If the pain is particularly bad, resting for a day or two is advisable but what is not good is to have long periods of inactivity.  This can lead to loss of muscle strength and bone mass.  It is best if a person can continue with their daily routine as tolerated.  Modifications can be made of easy walking, swimming or using a stationary bike can still allow some activity without diminishes in physical fitness.  There are certain exercises that can help relieve sciatica and improve lower back flexibility.  

·      Physical therapy

Physical therapy is a good way to regain movement and flexibility in the lower back along with stretching exercises.  Another treatment method is to apply a heating pad or an ice pack wrapped in a towel to the area of pain for 15-minute intervals three or four times a day to improve symptoms. 

·      Other treatments

Alternative ways to treat sciatica can be losing weight as this help reduce stress on the lower spine which could be compressing the sciatic nerve roots; also some people find relief from acupuncture or massage therapy.

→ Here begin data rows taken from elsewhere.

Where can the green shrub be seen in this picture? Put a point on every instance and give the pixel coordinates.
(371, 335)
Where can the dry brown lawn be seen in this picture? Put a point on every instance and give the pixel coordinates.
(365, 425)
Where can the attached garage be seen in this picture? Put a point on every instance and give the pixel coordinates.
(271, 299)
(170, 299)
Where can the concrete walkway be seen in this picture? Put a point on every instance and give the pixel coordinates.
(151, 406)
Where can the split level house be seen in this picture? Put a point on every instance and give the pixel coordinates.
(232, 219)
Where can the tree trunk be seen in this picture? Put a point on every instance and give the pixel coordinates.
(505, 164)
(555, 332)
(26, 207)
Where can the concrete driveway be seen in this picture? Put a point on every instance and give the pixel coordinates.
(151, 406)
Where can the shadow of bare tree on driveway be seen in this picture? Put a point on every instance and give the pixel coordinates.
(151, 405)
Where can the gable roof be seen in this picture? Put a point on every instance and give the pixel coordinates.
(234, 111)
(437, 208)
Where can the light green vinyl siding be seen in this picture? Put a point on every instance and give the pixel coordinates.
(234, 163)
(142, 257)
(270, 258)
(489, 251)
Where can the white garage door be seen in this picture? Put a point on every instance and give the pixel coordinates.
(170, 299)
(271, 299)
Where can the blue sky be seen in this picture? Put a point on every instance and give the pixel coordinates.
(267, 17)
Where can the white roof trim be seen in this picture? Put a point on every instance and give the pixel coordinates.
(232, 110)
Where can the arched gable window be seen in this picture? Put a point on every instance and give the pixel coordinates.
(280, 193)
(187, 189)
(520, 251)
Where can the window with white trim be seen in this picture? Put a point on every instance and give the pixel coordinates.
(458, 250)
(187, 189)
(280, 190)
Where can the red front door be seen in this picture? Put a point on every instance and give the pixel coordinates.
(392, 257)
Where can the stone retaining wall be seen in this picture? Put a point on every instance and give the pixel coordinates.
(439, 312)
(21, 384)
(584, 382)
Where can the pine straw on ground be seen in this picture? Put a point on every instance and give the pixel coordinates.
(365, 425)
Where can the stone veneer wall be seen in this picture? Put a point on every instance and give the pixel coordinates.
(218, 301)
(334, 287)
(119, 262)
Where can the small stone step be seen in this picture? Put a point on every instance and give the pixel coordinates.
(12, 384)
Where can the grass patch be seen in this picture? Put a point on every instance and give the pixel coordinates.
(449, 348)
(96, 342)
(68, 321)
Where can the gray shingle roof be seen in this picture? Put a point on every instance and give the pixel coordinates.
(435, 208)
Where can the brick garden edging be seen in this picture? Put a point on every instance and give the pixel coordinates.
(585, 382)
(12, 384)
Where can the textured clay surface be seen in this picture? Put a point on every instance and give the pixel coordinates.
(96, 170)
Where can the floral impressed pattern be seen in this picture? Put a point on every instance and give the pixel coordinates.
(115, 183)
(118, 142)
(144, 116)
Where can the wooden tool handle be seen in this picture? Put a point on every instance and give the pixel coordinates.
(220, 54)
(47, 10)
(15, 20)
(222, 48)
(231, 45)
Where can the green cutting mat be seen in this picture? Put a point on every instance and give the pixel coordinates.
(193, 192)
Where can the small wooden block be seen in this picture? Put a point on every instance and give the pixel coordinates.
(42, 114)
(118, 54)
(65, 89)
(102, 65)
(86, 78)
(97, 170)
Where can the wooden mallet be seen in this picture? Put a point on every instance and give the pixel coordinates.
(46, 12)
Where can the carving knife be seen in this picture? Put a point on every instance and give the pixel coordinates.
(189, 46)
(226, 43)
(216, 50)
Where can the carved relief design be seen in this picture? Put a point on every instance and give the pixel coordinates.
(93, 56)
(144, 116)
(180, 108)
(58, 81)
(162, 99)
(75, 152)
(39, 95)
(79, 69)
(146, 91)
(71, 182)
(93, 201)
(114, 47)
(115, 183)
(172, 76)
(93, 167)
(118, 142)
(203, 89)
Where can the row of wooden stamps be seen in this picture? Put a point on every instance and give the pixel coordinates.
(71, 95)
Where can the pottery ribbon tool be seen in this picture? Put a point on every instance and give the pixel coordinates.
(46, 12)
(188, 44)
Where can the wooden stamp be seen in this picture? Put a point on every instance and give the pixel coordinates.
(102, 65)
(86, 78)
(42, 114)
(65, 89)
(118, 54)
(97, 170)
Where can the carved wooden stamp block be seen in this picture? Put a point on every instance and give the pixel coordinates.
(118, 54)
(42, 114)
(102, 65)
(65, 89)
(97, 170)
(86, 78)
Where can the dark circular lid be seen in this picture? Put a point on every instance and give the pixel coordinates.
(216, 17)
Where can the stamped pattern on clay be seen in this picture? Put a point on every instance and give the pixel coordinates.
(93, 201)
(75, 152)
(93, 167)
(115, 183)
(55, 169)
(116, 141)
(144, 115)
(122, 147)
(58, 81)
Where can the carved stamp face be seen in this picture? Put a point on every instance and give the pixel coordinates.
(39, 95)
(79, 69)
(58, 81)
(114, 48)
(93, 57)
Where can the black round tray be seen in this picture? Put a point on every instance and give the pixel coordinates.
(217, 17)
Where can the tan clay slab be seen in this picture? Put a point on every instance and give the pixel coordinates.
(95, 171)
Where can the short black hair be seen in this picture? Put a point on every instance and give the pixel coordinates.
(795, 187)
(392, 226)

·      Surgery or injections

If a person is failing to find relief from sciatic symptoms and the pain is ongoing, then other options might include injections or surgery.  Inflammation-reducing corticosteroid injections into the area of the nerve root is effective with pain relief usually lasting for a few months, but there is a limit on the number of injections a person can have.

Another option is surgery to relieve the compression.  This is usually reserved for those who are beginning to have muscle weakness or loss of bladder or bowel control. 

With any pain a person is experiencing, always have a physician examine you to get an accurate diagnosis and to recommend the optimal way to treat it.